K.T. Gandhirajan, specialist in art history, who has studied murals in about 40 temples in Tamil Nadu, was sure that ‘poster colours' were used to repaint the murals at Tiruparidikunram. “No original colour was used. I saw bottles of poster colours and water colours being used” in repainting the murals. It was tantamount to “vandalism… to use new colours in faded paintings,” he said. The damaged portions should be merely cleaned and restored. “You should not re-paint at all. Not even a single [new] colour should be painted on these murals. You cannot draw a single line or put even a dot on the original artist's creation,” Gandhirajan asserted.

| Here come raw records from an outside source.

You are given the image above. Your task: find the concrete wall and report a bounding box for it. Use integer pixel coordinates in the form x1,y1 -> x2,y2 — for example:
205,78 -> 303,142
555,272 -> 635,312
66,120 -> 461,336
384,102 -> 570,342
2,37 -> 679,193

Dr. S. Balusami, who earned a Ph.D. for his research on the Nayaka paintings in 14 temples in Tamil Nadu, said, “If portions of a painting have peeled off, they should remain only in that state. You cannot repaint there. But you should conserve the remaining portions of the painting.” Dr. Balusami, who is an associate professor of Tamil in Madras Christian College, Tambaram, Chennai, argued that various colours in the ancient murals represented different emotions. “If a line is thin, it has one particular meaning. If a line is thick, it has another meaning.” He made it clear that modern-day chemical colours should not be used over the natural, mineral colours used in the murals. “These chemical colours, which cannot stick to the wall, cannot be used over natural dyes. Besides, the chemical colours will take away the quality of natural dyes,” Dr. Balusami said.

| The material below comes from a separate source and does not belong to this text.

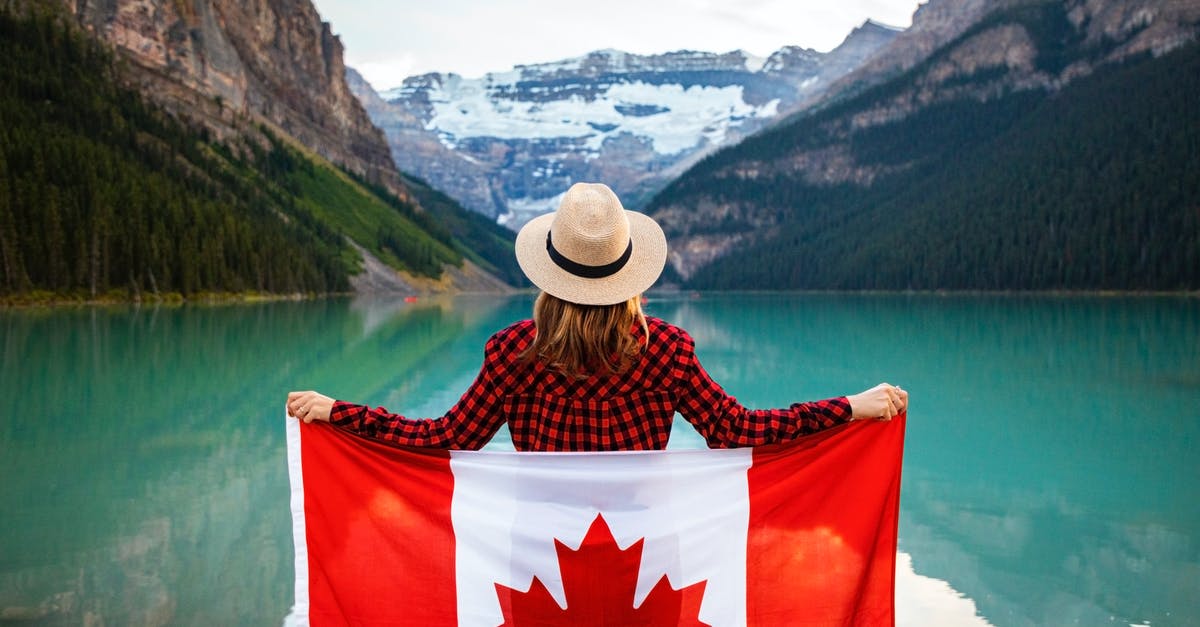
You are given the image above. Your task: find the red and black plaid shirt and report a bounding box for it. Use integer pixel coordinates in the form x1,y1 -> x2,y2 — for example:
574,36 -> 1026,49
330,317 -> 851,450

When contacted, N. Selvarehai, who headed the team of “artists” who did the repainting at Tiruparidikunram, claimed that “these people who make the allegations do not know anything about conservation.” He said he was only “an advisor” to the project and that the temple authorities asked him to “tone down the faded portions in the paintings.” So he merely “toned down” the faded portions with “water-based colours” because water colours were “reversible,” he claimed. But Selvarehai could not explain properly what he meant by “toning down.” The colours could be “reversed,” he said, by washing the new water-colours and revealing the original colours. This could be resorted to if anybody objected to the use of water colours. Selvarehai claimed that he did not use “enamel colours” because it is “not ethical” to do so.

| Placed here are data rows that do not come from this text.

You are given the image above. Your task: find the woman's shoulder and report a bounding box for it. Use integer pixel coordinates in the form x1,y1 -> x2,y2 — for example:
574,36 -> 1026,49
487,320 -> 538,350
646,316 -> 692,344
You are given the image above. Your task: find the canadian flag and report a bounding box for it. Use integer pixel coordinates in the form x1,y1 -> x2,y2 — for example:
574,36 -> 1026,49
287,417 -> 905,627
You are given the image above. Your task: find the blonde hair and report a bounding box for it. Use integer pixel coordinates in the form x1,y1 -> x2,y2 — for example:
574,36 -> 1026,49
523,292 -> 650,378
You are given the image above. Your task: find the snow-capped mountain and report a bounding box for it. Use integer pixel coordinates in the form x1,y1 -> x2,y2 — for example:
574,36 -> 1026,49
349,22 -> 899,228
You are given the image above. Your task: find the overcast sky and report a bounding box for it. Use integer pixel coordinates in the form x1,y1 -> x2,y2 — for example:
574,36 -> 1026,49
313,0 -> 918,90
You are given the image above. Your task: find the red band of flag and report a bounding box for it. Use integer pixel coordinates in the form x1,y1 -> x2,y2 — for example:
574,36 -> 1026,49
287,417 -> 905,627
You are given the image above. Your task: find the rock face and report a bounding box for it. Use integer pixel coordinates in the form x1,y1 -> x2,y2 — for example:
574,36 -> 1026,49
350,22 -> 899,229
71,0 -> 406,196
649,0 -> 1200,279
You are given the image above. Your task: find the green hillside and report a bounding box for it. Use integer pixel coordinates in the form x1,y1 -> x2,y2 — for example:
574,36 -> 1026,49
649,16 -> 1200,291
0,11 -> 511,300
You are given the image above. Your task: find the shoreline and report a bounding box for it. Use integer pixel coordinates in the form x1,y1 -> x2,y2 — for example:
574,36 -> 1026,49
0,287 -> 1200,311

Selvarehai also said that he “guided” artists to repaint the murals in the Ramalinga Vilasam Palace in Ramanathapuram town with the result the original subtlety of the paintings has been lost.
In his seminal book entitled, “Oviya Pavai” (Beautiful forms of Painting), first published in 1979 and republished in 2010 by the Tamil Nadu Archaeology Department), R. Nagaswamy, its former Director, devotes 11 pages to describing the hundreds of paintings done in the palace. He asserts that the paintings were done around the year 1725 by the Raja of Ramnad, Muthu Vijaya Raghunatha Sethupathi. The paintings portray the battle between Muthu Vijaya Raghunatha Sethupathi and the Thanjavur Maratha king Serfoji, several portraits of the Sethupathi, his listening to the Ramayana being read out in Telugu, erotic scenes, women playing games and so on. “The paintings at the Ramalinga Vilasam are a treasure house of art and we cannot but appreciate the great contribution to this by Muthu Vijaya Raghunatha Sethupathi,” says Dr. Nagaswamy. But scores of these invaluable paintings were repainted by a team under the “guidance” of Selvarehai and so they are deprived of their original élan now. (The Ramalinga Vilasam palace is under the control of the State Archaeology Department).
Another team (not connected to Selvarehai) has repainted with gaudy, garish colours, the Jaina murals at a Jaina temple at Karanthai, near Kanchipuram. This team has reportedly vowed to repaint murals in many other temples in Tamil Nadu.